Он давно позабыл год своего рождения, тем более что выдуманная им история собственного появления на свет задушила реальность, как сорная трава душит посевы. Однако даже по самым грубым подсчётам ему было никак не меньше пятисот пятидесяти лет. За всю историю человечества лишь единицы человеческих магов доживали до этих лет, да и то это было давно, в эпохи первых Рун, когда влияния Хаоса на мир было куда меньше, нежели сейчас. Так или иначе, но неумолимая сила, именуемая жизнью, всё быстрее тянула его к подножию Белого Моста, по пути сдирая с него остатки жизнелюбия, подобно ураганному ветру.

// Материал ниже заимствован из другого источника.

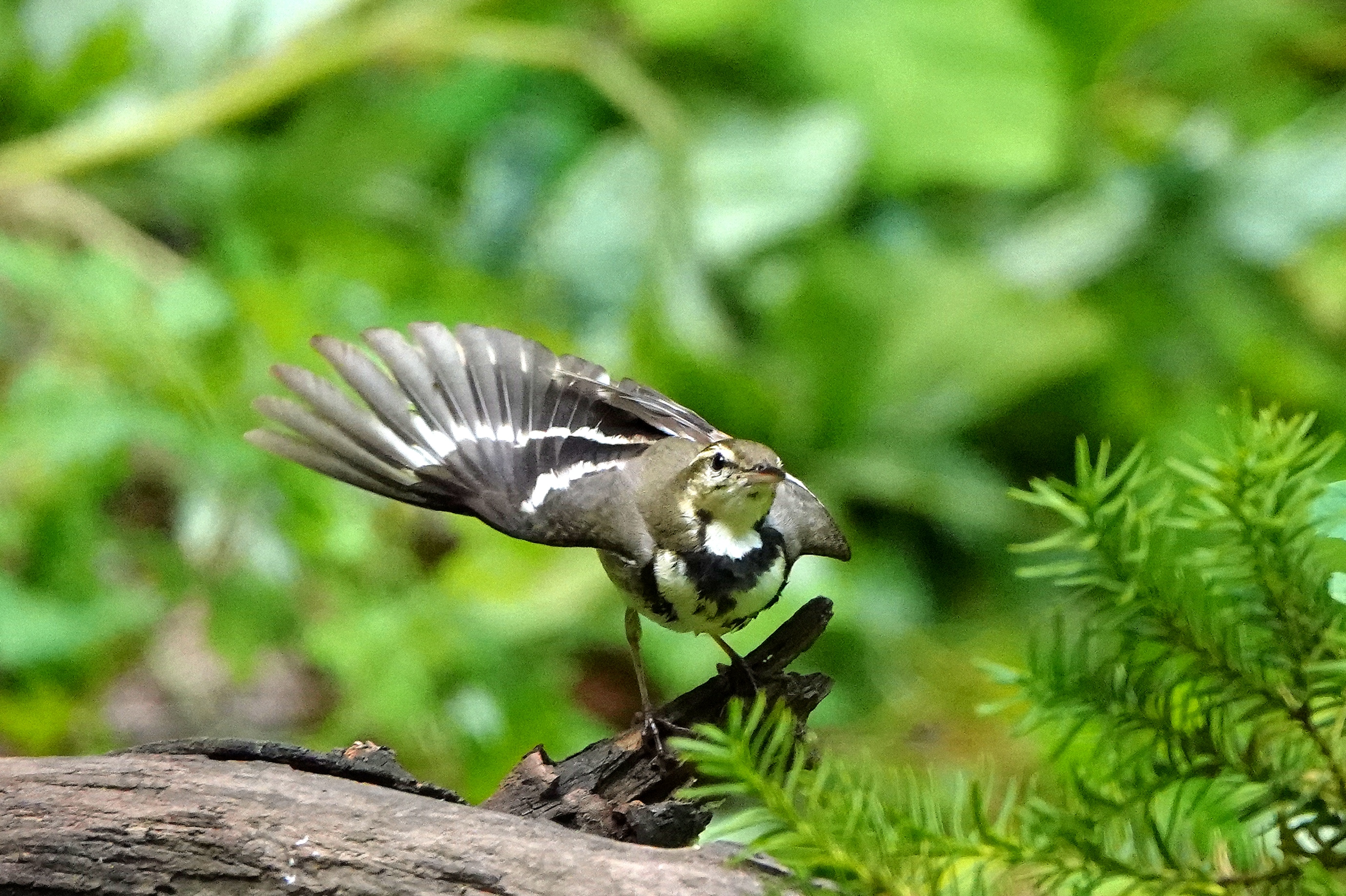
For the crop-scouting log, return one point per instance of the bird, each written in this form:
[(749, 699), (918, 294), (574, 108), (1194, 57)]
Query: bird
[(698, 529)]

Каладиус отбросил всяческую суету – он больше не практиковался в магии, не интересовался государственными делами, да и вообще превратился в настоящего затворника. Он годами не видел людей, исключая одного единственного слугу, который невольно превратился в некого посредника между магом и миром.
Иногда великий маг задумывался о жизни и смерти, и всё больше осознавал, что короткая человеческая жизнь была величайшим благом, дарованным людям Первосоздателем. Впрочем, он жил слишком долго даже по лиррийским и гномьим меркам. Изредка его мысли возвращались к Дайтелле – величайшей магине последних тысячелетий. Она прожила на свете почти вчетверо больше него. И Каладиус содрогался, представляя, во что, должно быть, превратился её разум за это время.
Так прошло более пяти лет, но скорая смерть, вопреки предчувствиям, всё не приходила. И в какой-то момент великий маг понял, что просто превращается в замшелый камень, который может столетиями лежать в лесу. Более того, когда-то этот камень был частью великолепного замка, и замок этот мог бы гордиться своей славной историей, блистательными победами и мощью стен. Но вот он рухнул, останки его растёрли в пыль древесные коренья, и остался лишь этот нелепый камень, покрытый мхом. Деревенские детишки, залезая на него, даже не подозревают, что это за валун и откуда он взялся. И история величественного замка похоронена в веках.